SQL for Data AnalystsMon 28 November 2016
SQL is a very extensive language but as a Data Analyst you don't have to know all the ins and outs to start doing useful work. Here's a list of SQL concepts and commands in a rough order of importance for Data Analysts. I'm basing this list off of my experience using SQL to answer business questions at SpaceX and National Oilwell Varco. At both companies I used T-SQL/SQL Server but the general ideas and commands are present in pretty much every flavor of SQL.
If you want to produce any results you'll have to start here.
Fundamental to relational databases is the concept of tables, all the data is stored in these. Quickly learn how business concepts are reprsented in tables. You'll quickly find that a couple central tables usually contain an overwhelming majority of the useful information for a business area. For instance sales, customers, expenses, etc. Start with those and inevitably you'll start learning the others.
Select is the workhorse command that will return your results. Might seem
obvious but there are some important concepts like select, like Select
Select Top and the order in which Logical Query Processing executes a Select.
More on this later
Getting a whole table isn't usually very useful. Learn the where filters like the like comparison, conditional filters, and datetime filters.
This is entirely fundamental to working with SQL. Aside from just getting the query to execute, knowing when to use and inner vs left join can totally change the meaning of your results. Master this quickly, including less used joins like comma or natural joins.
As soon as you start joining tables together, you'll likely run into duplicate column names on keys, or columns like CreateDate. Aliasing will ensure the query processor is actually grabbing the columns you want, but it will also mean you can rename columns to make sense to people. Aside from column aliasing, table aliasing will also help you keep things straight and is required for subqueries
Sometimes you'll need to join half the rows from one table with half the rows on another other table. Subqueries are the simplest way to do this.

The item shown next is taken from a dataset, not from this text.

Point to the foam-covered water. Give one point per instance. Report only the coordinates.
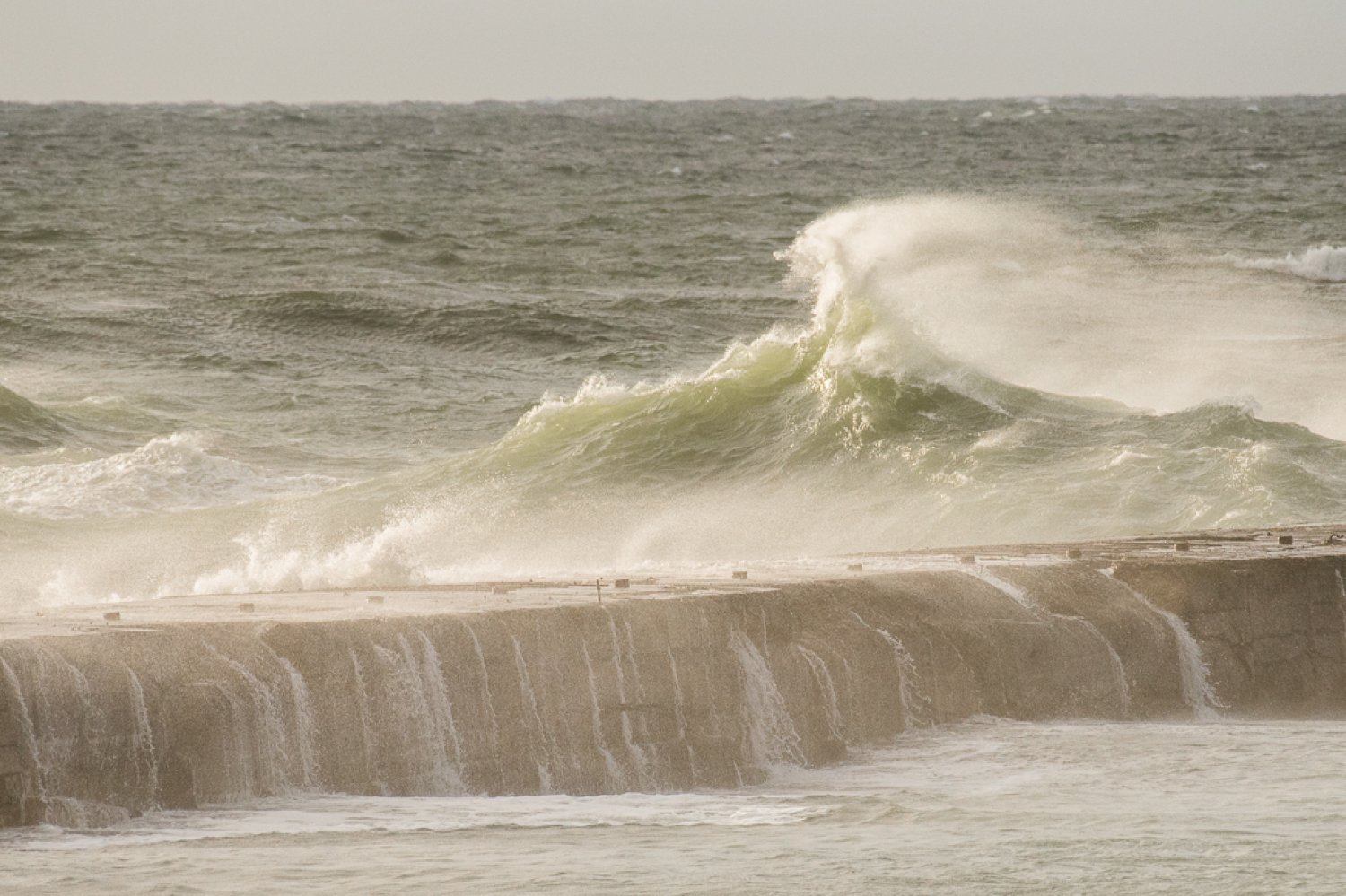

People usually care the most about the highest or lowest values of things. When you're returning millions of results you can't really scan by eye to figure it out. Order by does the work for you and, like it sounds, orders results
After getting the basics people will start asking more pointed questions like, What's my sales per Region? or What are the 2nd most expensive parts we produce? To answer these questions you'll need some more knowledge.

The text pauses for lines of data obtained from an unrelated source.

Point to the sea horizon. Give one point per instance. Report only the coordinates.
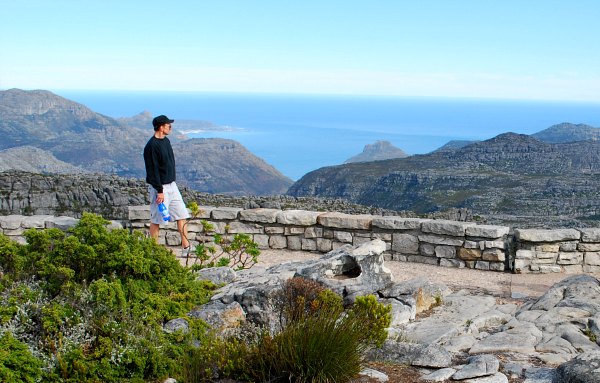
(298, 133)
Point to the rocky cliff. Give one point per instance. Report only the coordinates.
(567, 132)
(74, 134)
(505, 179)
(380, 150)
(111, 196)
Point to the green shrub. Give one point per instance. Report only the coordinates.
(322, 347)
(91, 303)
(216, 357)
(374, 316)
(319, 341)
(17, 364)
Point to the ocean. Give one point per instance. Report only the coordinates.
(300, 133)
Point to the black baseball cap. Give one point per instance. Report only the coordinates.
(161, 120)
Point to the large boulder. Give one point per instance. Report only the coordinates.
(585, 368)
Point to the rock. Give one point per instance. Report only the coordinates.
(487, 231)
(259, 215)
(220, 316)
(297, 217)
(460, 343)
(521, 339)
(374, 374)
(345, 221)
(225, 213)
(445, 227)
(62, 223)
(496, 378)
(423, 293)
(175, 325)
(574, 291)
(540, 375)
(584, 368)
(351, 273)
(411, 353)
(539, 235)
(440, 375)
(397, 223)
(478, 366)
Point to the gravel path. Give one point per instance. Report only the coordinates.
(504, 285)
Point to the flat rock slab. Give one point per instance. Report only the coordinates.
(539, 235)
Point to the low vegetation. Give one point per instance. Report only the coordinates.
(90, 304)
(319, 340)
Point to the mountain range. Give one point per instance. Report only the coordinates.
(500, 179)
(380, 150)
(73, 134)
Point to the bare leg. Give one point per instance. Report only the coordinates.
(182, 227)
(154, 229)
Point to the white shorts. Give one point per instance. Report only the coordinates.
(173, 201)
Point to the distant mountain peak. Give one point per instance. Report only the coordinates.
(567, 132)
(379, 150)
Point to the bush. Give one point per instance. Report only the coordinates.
(17, 364)
(91, 303)
(319, 341)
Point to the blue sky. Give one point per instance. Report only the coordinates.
(526, 49)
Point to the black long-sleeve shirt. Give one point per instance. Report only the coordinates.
(160, 162)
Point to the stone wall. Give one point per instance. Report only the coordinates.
(437, 242)
(555, 251)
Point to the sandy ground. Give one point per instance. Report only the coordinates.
(500, 284)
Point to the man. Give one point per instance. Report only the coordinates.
(160, 174)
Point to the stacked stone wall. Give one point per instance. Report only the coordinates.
(557, 251)
(437, 242)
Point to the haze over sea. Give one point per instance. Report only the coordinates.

You'll need to these to do things like sum over a column, or count the number of records, but you'll also need these to numerically rank results.

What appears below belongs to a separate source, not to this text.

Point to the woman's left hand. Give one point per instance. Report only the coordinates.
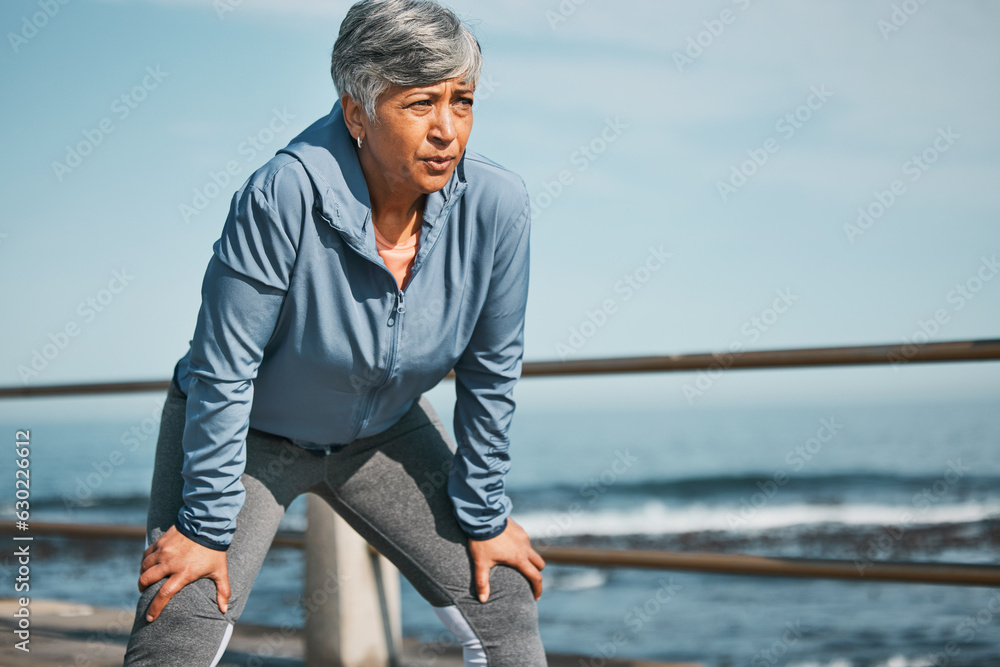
(511, 547)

At the same time you'll need to learn how to use aggregations to use the functions above. Usually people ask questions like what's the cost per part, or what's the sales per region. A quick groupby and sum will answer these questions in a jiffy. Partition by is another way to do aggregations that doesn't require subqueries if you're only aggregating one column out of many.
Where filters rows, having filters groups. Better explained with examples that can be found here
Cross Apply and Outer Apply are advanced joins that let you use information from one table into another in a more advanced way than traditional joins. For instance one example is being able to use join on table valued functions that results. Another is to use information from one table as a filter condition in a subquery that's generating another table that you're joining on. You'll quickly find out when you need these when you realize you can't accomplish certain joins with just left and inner joins.
Variables will you reuse values throughout your code and make certain things more obvious. For instance if you're filtering for records after a certain date sometimes you could put the dates directly in the where line, but after a while it can become cumbersome to find it in your code. Declaring a variable at the top with your date, and using the variable later in your code helps you quickly modify your code and others. It especially helps when you reuse the date multiple times, declaring it once as a variable means you only need to edit it one place.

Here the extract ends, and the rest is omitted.